Crate chafka

Source
Expand description

§chafka

Extensible service for real-time data ingestion from Kafka to ClickHouse.

§Installation

Just use cargo.

§Configuration

Example config:

[ingesters.example]
decoder = "avro"                        # using generic avro decoder
kafka_broker = "localhost:9091"
topic = "test-topic"
batch_size = 100000
batch_timeout_seconds = 10
clickhouse_url = "tcp://localhost:9000"
clickhouse_table = "test_chafka_avro"
custom.schema_file = "./example.avsc"   # take schema from local file
custom.field_names = { c = "c_arr" }    # field "c" is ingested into column "c_arr"

§Extending

While this service contains generic decoder avro, that can be used for ingesting relatively simple avro messages (without nested records), this service was meant to be extended to support different serialization formats and CH tables by writing own implementations of Decoder trait. Ultimately, you may have own decoder for each topic you are ingesting.

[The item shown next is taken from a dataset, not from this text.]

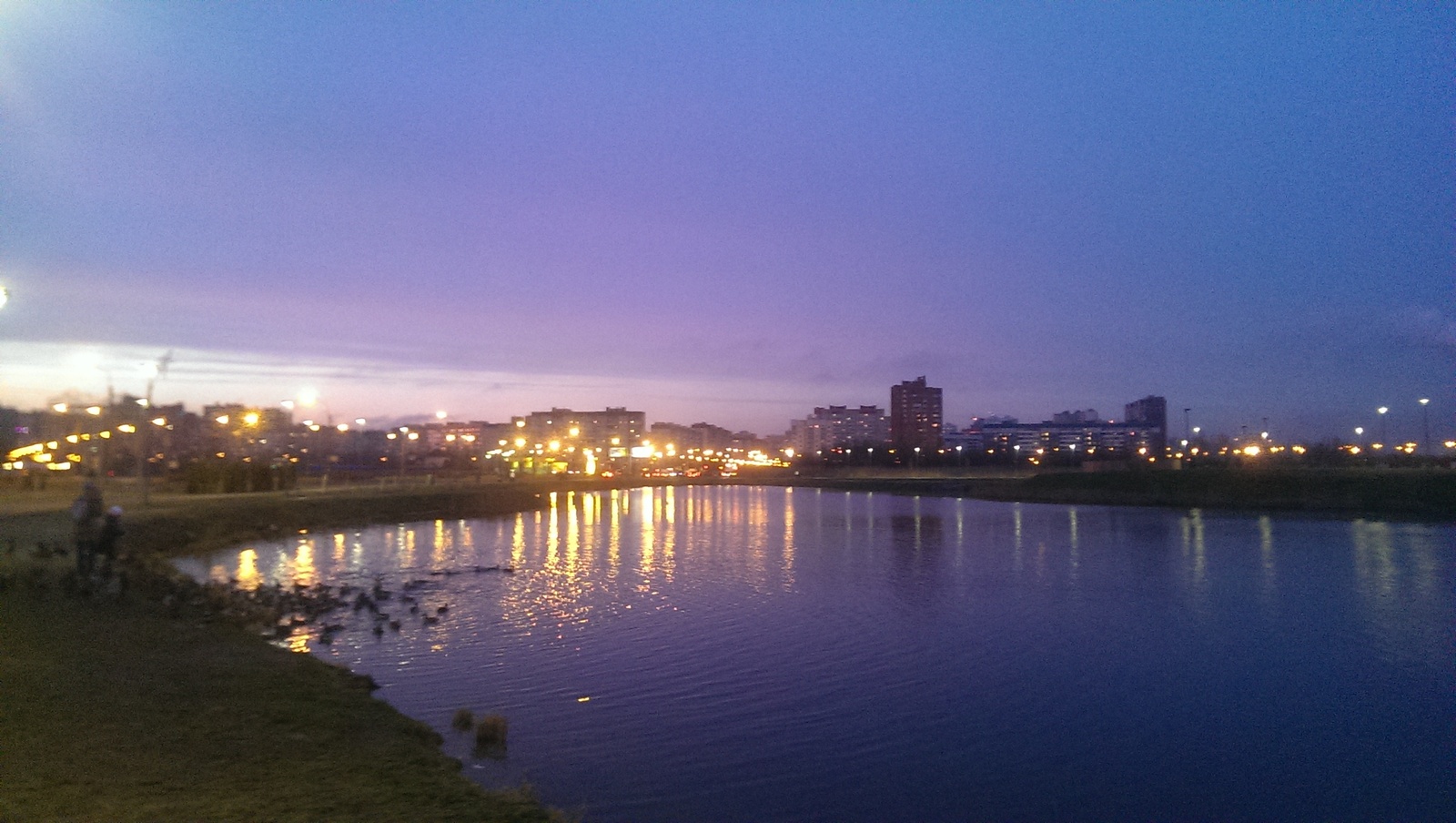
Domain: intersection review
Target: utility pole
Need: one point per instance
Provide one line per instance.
(157, 371)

Refer to example decoder as a reference.

§Kafka and ClickHouse

Chafka uses Kafka’s consumer groups and performs safe offset management — it will only commit offsets of messages that have been successfully inserted into CH.

Chafka also automatically batches inserts to CH for optimal performance. Batching is controlled by batch size and batch timeout, allowing user to tune ingestion process either for throughput or for latency.

Modules§

decoder
Manages decoders
ingester
Consumes messages from Kafka, and inserts decoded rows to CH
settings
Application config